Share:

Pssst! Got a secret? The Canada Science and Technology Museum’s Cipher | Decipher

An Enigma machine from a German submarine.

Communication

Published Date: Mar 20, 2019

Photo: This Enigma machine was retrieved from a German submarine. It is on loan from the Communications Security Establishment and displayed in Cipher | Decipher. Photo: Pierre Martin (Ingenium – Canada’s Museums of Science and Innovation).

Cipher | Decipher is an exhibition about using ciphers to keep secrets safe. Developed by the Canada Science and Technology Museum (CSTM) in partnership with the Communications Security Establishment (CSE), this travelling exhibition makes the complicated and serious subject of communications encryption accessible and fun. The thematically organized exhibition places historical and contemporary examples of secret keeping (and acquiring) side by side, and underscores the need for individuals, as well as states, to protect their communications.

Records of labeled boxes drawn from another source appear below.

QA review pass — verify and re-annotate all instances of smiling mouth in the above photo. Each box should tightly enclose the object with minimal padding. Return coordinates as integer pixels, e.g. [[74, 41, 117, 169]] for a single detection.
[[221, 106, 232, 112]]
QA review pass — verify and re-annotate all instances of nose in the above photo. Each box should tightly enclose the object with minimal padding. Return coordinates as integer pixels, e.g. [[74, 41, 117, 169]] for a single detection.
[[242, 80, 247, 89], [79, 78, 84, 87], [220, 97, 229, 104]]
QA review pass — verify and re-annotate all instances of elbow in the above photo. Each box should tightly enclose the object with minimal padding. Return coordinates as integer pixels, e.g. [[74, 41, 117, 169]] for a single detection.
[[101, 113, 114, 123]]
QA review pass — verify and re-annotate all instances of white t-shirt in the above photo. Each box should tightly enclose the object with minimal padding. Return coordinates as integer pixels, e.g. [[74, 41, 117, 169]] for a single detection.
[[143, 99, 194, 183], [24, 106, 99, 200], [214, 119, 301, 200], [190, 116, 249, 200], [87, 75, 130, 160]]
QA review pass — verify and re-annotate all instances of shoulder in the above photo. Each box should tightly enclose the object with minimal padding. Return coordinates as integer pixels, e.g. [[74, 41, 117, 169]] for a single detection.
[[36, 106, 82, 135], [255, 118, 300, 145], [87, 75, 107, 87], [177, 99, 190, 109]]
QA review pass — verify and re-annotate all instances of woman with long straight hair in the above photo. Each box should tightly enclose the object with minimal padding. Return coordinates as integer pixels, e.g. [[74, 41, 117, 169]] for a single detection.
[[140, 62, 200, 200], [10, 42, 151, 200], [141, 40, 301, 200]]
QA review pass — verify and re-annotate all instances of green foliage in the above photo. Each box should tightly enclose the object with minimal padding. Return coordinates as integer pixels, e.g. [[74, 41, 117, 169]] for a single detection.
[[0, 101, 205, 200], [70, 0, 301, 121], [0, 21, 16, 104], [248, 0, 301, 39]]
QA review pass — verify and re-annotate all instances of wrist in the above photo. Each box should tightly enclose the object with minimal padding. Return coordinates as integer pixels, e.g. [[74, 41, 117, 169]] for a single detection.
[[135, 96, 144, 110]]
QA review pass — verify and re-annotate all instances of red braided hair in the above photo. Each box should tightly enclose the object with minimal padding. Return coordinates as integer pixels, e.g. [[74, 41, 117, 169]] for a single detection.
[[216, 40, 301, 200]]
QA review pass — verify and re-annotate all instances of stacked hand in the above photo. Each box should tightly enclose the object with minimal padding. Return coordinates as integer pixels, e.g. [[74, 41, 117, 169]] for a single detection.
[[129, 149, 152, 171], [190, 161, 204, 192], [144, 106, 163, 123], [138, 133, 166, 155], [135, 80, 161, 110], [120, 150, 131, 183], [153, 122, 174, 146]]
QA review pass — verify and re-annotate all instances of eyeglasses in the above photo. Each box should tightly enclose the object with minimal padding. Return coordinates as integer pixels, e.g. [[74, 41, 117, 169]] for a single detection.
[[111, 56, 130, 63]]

Cryptology, the study of creating and cracking ciphers, is a tricky subject to address in an exhibition. Not only are the ideas often difficult, but many of the contemporary concepts are locked inside black boxes or hidden in the ether. In Cipher | Decipher, colourful illustrations stand in for impenetrable digital technologies and explain complex events and situations. Interactives help clarify some of the tough concepts. In Got a Secret?, the exhibition’s introduction, visitors puzzle through the basic parts of a cipher on a giant cipher wheel. Here, the cipher algorithm (the process for scrambling a plain text message) is shifting the alphabet so that one letter substitutes for another, and the cipher key (the parameters for the process) determines by how much the alphabet shifts.

The body of the exhibition – Secret Messages – considers secrets both from the perspective of those attempting to keep communications confidential and those seeking to uncover other people’s private messages. In keeping with the CSTM’s special position as an institution that demystifies how things work while demonstrating their cultural and historical significance, this section breaks down technological mechanisms in the context of why visitors should care about them. Secret Messages features artifacts that visitors will likely have heard of, but only seen in films and books. Made famous by Benedict Cumberbatch and Keira Knightley in The Imitation Game, the Enigma is a complex electro-mechanical cipher machine used by Germany to protect top-secret communications during the Second World War. In our exhibit, to untangle the workings of this cipher machine, visitors trace how the Enigma scrambles messages on a nearby digital interactive. Deconstructed parts of Typex, a cipher machine with which Canada and Britain encrypted messages from the Second World War until the 1960s, accompany the Enigma and reveal the internal composition of these machines. All exhibited artifacts come from the CSE’s collection, which is not regularly accessible to the general public.

Visitors learn how to scramble and unscramble secret messages on the exhibition’s giant cipher wheel. Photo: Pierre Martin (Ingenium – Canada’s Museums of Science and Innovation).

Encryption abounds in the contemporary world and Cipher | Decipher does not neglect digital technology. Illustrations depict how Transport Layer Security protects secrets sent through email, and portray hackers following the online activities of people who protect their Wi-Fi with weak ciphers. An amusing, recurring character, the Cyber Snoop, plays the villain in these graphics and is the main character in Privacy in a Connected World. While encryption protects many of our online activities, cyber snoops search for ways around our ciphers. The interactive in this section asks visitors to think about how their choices protect, or risk, their online privacy. With each bad choice, the Cyber Snoop creeps further into visitors’ lives.

The CSTM strives to inspire Canadians to engage with their scientific and technological past and future. The Are You a Cipher Sleuth? section of Cipher | Decipher playfully encourages visitors to consider their future in the field of cryptology. Since puzzles can be a good indicator of aptitude for creating and cracking ciphers, this section tests visitors’ logic, creative problem-solving, imaginative thinking and spatial awareness through an array of brainteasers. Individuals often work as part of a group to complete these games. Interestingly, a visitor’s age does not predict their success at these challenges.

Cipher | Decipher is aimed at families with children aged eight plus, but includes activities that are also accessible to a younger audience. The Cracking Ciphers interactives contrast two methods that people employ to unscramble the encrypted secrets of others. In a brute force attack, a person (or computer) runs through all of the possible keys, looking for the one that will crack the cipher. Given enough time, any cipher can be unlocked this way. People also undo scrambled messages by finding patterns, which act as clues, in the cipher text. In the associated interactives, visitors identify patterns and race the clock to find the right key among many.

Cipher | Decipher is currently touring. For dates and locations, see https://ingeniumcanada.org/travellingexhibitions.

Deconstructed rotor cores for Typex cipher machine.

Deconstructed rotor cores for Typex cipher machines, on loan from the Communications Security Establishment and on display in Cipher | Decipher. Canada and Britain encrypted messages with Typex machines from the Second World War until the 1960s. Photo: Pierre Martin (Ingenium – Canada’s Museums of Science and Innovation).